Since it was introduced, Facebook's Timeline has been a fairly polarizing topic, drawing angst from some traditionalists and praise from some who see the move as a step forward for the social network.
For instance, one downside of Timeline, as revealed by a recent SimpleUsability study, is that many consumers don't view a company's cover image as important, instead seeing it as ad space which they prefer to scroll away from, Search Engine Watch reports. Part of this may be due to Facebook's rules for cover pages, which don't allow for contact information, calls-to-action or anything clickable.
"I just think because it is a banner with a main picture, it just looks like advertising," said one user, as quoted by the news source.
Conversely, users showed increased interest in brands' "About" sections, because they provided information that was "often difficult" to find on corporate websites, the media outlet notes.

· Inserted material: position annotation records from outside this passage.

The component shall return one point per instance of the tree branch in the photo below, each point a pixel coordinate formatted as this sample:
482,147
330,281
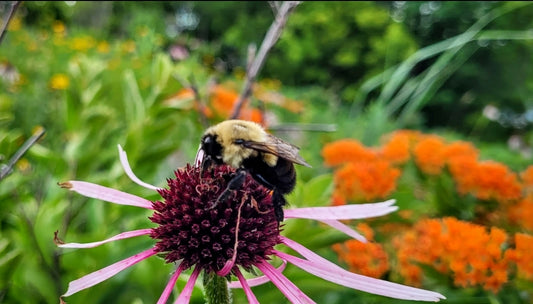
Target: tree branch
8,18
271,37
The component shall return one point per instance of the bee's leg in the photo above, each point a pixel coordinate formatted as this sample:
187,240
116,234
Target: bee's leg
234,184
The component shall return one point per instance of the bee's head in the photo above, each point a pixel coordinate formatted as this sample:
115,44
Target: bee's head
211,147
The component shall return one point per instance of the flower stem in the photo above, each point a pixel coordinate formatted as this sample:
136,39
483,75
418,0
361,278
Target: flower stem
216,289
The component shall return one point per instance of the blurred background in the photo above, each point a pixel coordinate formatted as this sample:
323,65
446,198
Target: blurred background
427,102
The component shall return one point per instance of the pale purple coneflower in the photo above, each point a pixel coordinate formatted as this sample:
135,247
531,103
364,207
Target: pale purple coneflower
237,234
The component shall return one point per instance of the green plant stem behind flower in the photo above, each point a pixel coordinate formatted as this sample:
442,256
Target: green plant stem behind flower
216,289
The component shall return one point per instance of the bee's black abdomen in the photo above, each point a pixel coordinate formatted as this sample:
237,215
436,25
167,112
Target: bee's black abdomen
281,177
278,200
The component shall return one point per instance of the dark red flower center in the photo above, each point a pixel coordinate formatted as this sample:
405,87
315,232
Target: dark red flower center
191,231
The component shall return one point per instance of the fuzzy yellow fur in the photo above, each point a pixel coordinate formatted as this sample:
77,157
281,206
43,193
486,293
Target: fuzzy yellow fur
230,130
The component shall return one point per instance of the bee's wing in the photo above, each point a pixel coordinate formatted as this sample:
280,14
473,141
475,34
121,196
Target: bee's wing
278,147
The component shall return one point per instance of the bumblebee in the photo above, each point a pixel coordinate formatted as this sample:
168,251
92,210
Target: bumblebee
247,147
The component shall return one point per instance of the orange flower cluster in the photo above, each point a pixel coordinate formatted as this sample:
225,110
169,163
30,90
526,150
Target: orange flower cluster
362,175
521,213
522,255
486,180
397,147
429,154
368,259
473,254
527,179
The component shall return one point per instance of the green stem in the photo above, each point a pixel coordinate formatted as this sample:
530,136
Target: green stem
216,289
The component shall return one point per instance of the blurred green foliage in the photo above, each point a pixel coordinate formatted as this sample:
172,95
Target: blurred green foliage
98,74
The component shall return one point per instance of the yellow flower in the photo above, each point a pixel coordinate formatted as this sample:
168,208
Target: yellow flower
82,44
59,82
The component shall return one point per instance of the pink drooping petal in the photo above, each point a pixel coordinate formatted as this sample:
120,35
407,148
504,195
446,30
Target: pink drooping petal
106,194
293,293
185,295
105,273
126,165
343,228
231,262
170,285
345,212
123,235
256,281
200,154
247,291
327,270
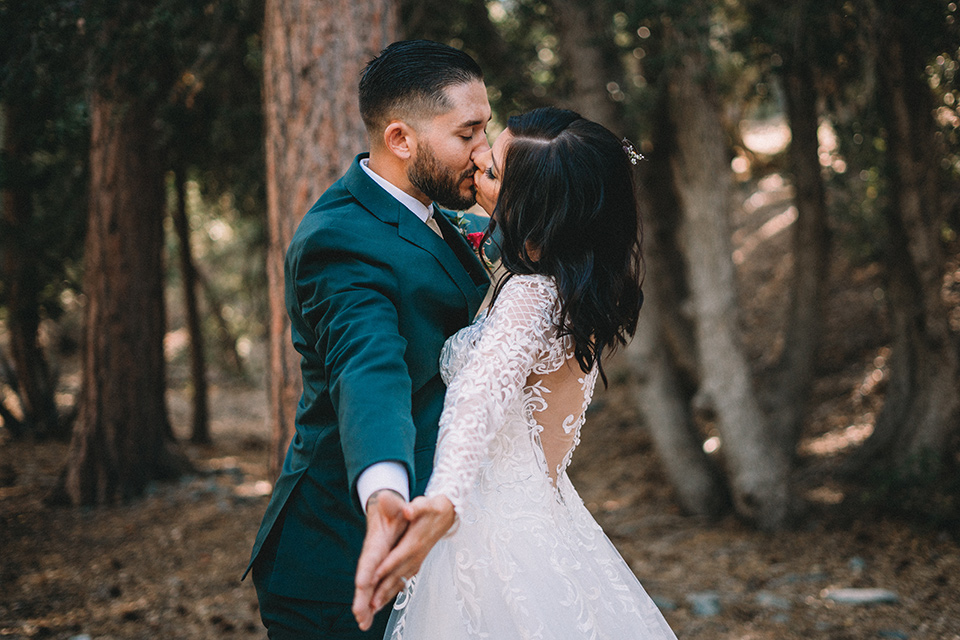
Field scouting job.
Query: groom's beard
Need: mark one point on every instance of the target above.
(439, 183)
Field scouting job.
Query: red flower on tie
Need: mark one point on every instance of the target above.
(475, 239)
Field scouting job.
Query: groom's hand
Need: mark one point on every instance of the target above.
(430, 519)
(386, 523)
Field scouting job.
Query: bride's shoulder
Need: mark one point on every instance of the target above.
(530, 285)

Many studies have been released about exactly how Timeline benefits (or reduces) a brand's engagement with a user, with conflicting results. For instance, a separate article by the news source cites a Simply Measured study of 15 early adopter brands, which were found to have increased engagement by 46 percent once they switched from the old profile page.
However, a similar EdgeRank Checker poll - with a larger sample size of 3,500 pages - found that brand pages actually saw a drop in engagement since Timeline came out.
In all, the media outlet states that Timeline studies have provided a range of engagement increases from 14 percent all the way to 192 percent - or sometimes there was no rise at all. Also, each brands' results depended on factors such as their vertical, size of fan base, users' proximity to the physical store, etc.
The bottom line? There is going to be a variety of conflicting data regarding how to best use Timeline for user engagement, and there is no "magic" formula that brands should abide by.
"The only way to discover what works for your business is to try, test, tweak, rinse and repeat," the media outlet explains.
Taking one study and making it the foundation for a local internet marketing campaign can be dangerous - it's better to look for alternative sources of information and base their legitimacy on the scope, size and source of the study.